We get really cranky about our particulars and specifics, don't we? We insist that will not pray those new Luminous Mysteries; we read articles about how bad an idea the new mysteries are; we look down our noses at those who do choose to use them; we talk about the new mysteries with our parishioners and cluck our tongues; but then, how often do we neglect the 15 mysteries we already have?

"well, no, I rarely pray the Rosary, but darn it, if I was going to pray it, I certainly wouldn't use those new mysteries!" This is Pharisaical.

We can't stand the New Mass. We look down on those who do attend it - those poor "Novus Ordo Catholics." But when it comes right down to it, have we thought about why our beloved Mass is nearing extinction, why we can only get it twice a month, why we can only get it at odd hours on odd days?

If I know anything about the way God works, then I can say with certainty that the reason we don't have the Mass is because we're being punished; your fathers or my fathers or probably both neglected the Mass when it was in full bloom, and they took it for granted; so God took it away. Catholics in this country had grown lax and neglected the treasures of the Holy Faith; so God is taking it away from us.

Somehow, though, like Israel before us, we've taken a punishment that ought to be an occasion for humility and cries for help, and we've made it an occasion for pride. "Sniff - well, I don't go to the Novus Ordo, I only attend the Traditional Mass, with a pre-1962 Missal." Yes, but outside of this one particular ritual, do you live the Faith? Do you practice it? Do you pray the Rosary, do penance, speak often with your guardian angel and patron saints, teach your children the faith, enter into contemplative prayer frequently?

The Traditional Mass is better, don't get me wrong; the new mysteries of the Rosary are a pitiful innovation - but what did Our Lord say?

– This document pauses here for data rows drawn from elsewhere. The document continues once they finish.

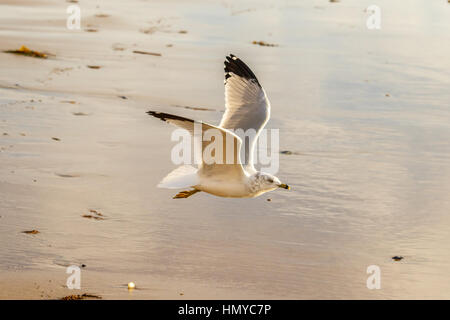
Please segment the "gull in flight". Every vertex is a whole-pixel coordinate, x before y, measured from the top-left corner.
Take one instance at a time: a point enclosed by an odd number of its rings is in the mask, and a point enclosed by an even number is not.
[[[270,102],[266,92],[256,79],[255,74],[239,58],[230,54],[225,60],[225,113],[219,126],[188,118],[148,111],[149,115],[159,118],[189,131],[194,136],[195,127],[200,126],[204,133],[208,130],[219,132],[223,139],[223,157],[227,157],[233,145],[232,161],[206,161],[203,151],[212,141],[202,141],[202,158],[198,168],[184,165],[169,173],[158,185],[161,188],[190,188],[179,192],[174,199],[188,198],[203,191],[219,197],[253,198],[277,188],[290,189],[287,184],[265,172],[257,171],[253,165],[253,153],[259,133],[270,118]],[[242,140],[233,131],[242,129],[244,132],[253,129],[256,134],[250,137],[249,148],[245,148],[245,160],[239,157]],[[207,140],[207,139],[206,139]],[[226,150],[226,151],[225,151]],[[228,155],[229,156],[229,155]],[[229,159],[229,158],[227,158]]]

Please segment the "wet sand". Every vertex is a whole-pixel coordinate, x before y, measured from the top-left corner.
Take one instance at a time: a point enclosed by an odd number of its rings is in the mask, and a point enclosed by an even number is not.
[[[445,1],[381,1],[379,32],[357,1],[80,1],[79,31],[71,3],[0,3],[0,299],[450,297]],[[292,191],[172,200],[172,128],[145,112],[218,123],[230,52]]]

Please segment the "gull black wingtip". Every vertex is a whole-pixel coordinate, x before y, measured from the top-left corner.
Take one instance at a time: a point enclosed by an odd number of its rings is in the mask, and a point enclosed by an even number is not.
[[[180,116],[176,116],[174,114],[170,114],[170,113],[165,113],[165,112],[159,112],[159,111],[147,111],[146,112],[148,115],[153,116],[155,118],[158,118],[162,121],[167,121],[167,120],[178,120],[178,121],[187,121],[187,122],[194,122],[194,120],[185,118],[185,117],[180,117]]]

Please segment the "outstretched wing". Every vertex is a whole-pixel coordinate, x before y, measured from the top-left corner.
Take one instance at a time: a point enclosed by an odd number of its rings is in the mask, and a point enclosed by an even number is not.
[[[255,74],[239,58],[230,54],[225,60],[225,114],[220,127],[249,132],[245,143],[246,169],[254,170],[253,154],[261,129],[270,118],[270,102]],[[253,129],[253,134],[249,129]]]
[[[235,178],[242,178],[246,175],[239,157],[242,140],[234,133],[224,128],[164,112],[148,111],[147,114],[186,129],[193,137],[195,134],[201,134],[198,137],[202,141],[199,174],[233,175]],[[217,148],[211,148],[211,144],[215,142],[217,142],[215,145]],[[213,150],[213,152],[209,152],[209,150]]]

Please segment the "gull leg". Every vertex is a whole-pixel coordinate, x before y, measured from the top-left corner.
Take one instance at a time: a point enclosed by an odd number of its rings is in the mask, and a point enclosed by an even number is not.
[[[181,192],[177,193],[175,195],[175,197],[173,197],[173,199],[189,198],[190,196],[192,196],[193,194],[196,194],[197,192],[200,192],[200,190],[193,189],[193,190],[181,191]]]

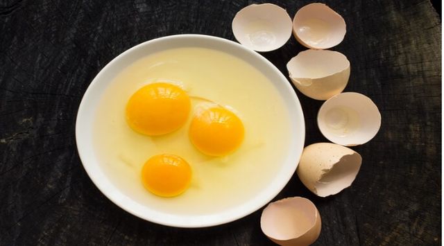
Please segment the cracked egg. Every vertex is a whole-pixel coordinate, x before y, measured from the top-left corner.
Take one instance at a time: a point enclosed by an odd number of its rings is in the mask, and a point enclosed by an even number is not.
[[[232,28],[241,44],[256,51],[271,51],[288,41],[292,23],[287,11],[278,6],[252,4],[236,14]]]
[[[293,34],[309,49],[326,49],[339,44],[346,32],[343,18],[324,3],[301,8],[293,19]]]
[[[304,148],[296,173],[309,190],[325,197],[350,186],[361,162],[361,155],[350,148],[318,143]]]
[[[287,69],[296,88],[316,100],[327,100],[341,93],[350,78],[350,62],[337,51],[301,51],[290,60]]]
[[[371,140],[381,127],[381,114],[368,97],[344,92],[326,100],[318,113],[321,132],[333,143],[355,146]]]
[[[262,211],[261,229],[280,245],[311,245],[321,234],[321,215],[309,200],[284,198],[270,203]]]

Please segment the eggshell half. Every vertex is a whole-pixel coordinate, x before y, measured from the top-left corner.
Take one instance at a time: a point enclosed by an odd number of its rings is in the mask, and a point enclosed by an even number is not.
[[[326,100],[318,112],[321,132],[333,143],[355,146],[371,140],[381,128],[381,114],[368,97],[344,92]]]
[[[303,46],[314,49],[332,48],[342,42],[346,32],[342,17],[324,3],[301,8],[293,19],[293,34]]]
[[[350,186],[361,162],[361,155],[347,147],[314,143],[304,148],[296,173],[309,190],[325,197]]]
[[[350,78],[350,62],[337,51],[301,51],[290,60],[287,69],[296,88],[316,100],[327,100],[341,93]]]
[[[244,8],[236,14],[232,24],[236,39],[257,51],[280,48],[291,36],[292,26],[287,11],[271,3]]]
[[[261,229],[280,245],[309,245],[318,239],[321,221],[309,200],[289,197],[270,203],[262,211]]]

Keep doing the rituals, just don't miss the point, and don't confuse an occasion of humility for an occasion of pride.

If you gripe and moan about these things, but never practice the faith and never do penance for the sins of our fathers which got us into this crisis, then you're nothing but a Pharisee - and believe me, God would rather you be a committed Novus Ordo Catholic who loves the faith and soaks up devotion than to be a by-the-book Traditionalist who only attends Mass on Sundays because it's nice to have a cause to fight for.